Accessible Secure Bike Pedal for Indoor Cycling

This secure bike pedal was originally created for an active cyclist. After she had a stroke, the mobility of the right side of her body was limited due to muscle spasticity, making it difficult for her to keep her right foot on her bike pedal when cycling. This Instructables will show you how to make a bike pedal that safely secures the foot when cycling while also allowing the foot to be quickly released for safety purposes.

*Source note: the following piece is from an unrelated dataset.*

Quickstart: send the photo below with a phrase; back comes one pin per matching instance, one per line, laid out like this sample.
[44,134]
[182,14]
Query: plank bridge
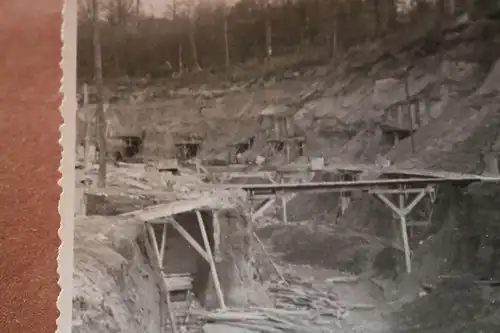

This project is an addition to the Adaptive Bicycle for Indoor Cycling focusing specifically on the right bike pedal.

*Note: The design in this Instructables was created specifically for our client's foot size. Sizing modifications may be needed to fit your circumstances as well as adjustments to make it suitable for the left foot.

Materials

1. PLA (3D printing material)
2. ABS (3D printing material)
3. 3/16" diameter 4" long aluminum rod (for hinge axel)*
4. Screws - 1/4"-20x2" (for pedal assembly)
5. Nuts - 1/4"
6. 28" Dressing Rod**

*We bought a longer rod and cut it down to 4 inches.

**Dressing rod was added as an extra safety measure for our client, so she could use it to push her foot out of the pedal if she had a muscle spasm. It may not be needed for your specific circumstances.

Tools

1. Computer
2. 3D Printer
3. 3D Modeling Software compatible with your printer
4. Pliers (for removing supports from 3D printed parts)

We initially met with our client and her physical therapist to learn more about her mobility limitations and any previous modifications that were made to her bike. Our client's foot tends to fall forwards or sideways when she puts it on the pedal. To secure her foot to the pedal, they were using Velcro straps, but our client could not fasten them without her PT's help. Furthermore, the straps did not allow her to remove her foot from the pedal while cycling. This was a safety concern because our client sometimes gets muscle spasms in her right foot which need to be relieved by taking her foot off the bike and standing on it. The physical therapist's temporary solution was to hold our client's foot to the pedal with her hands as she cycled, but this was not very secure or convenient. Taking all of this into consideration, we needed to make a pedal that could secure her foot, allow for a quick release, and be used independently.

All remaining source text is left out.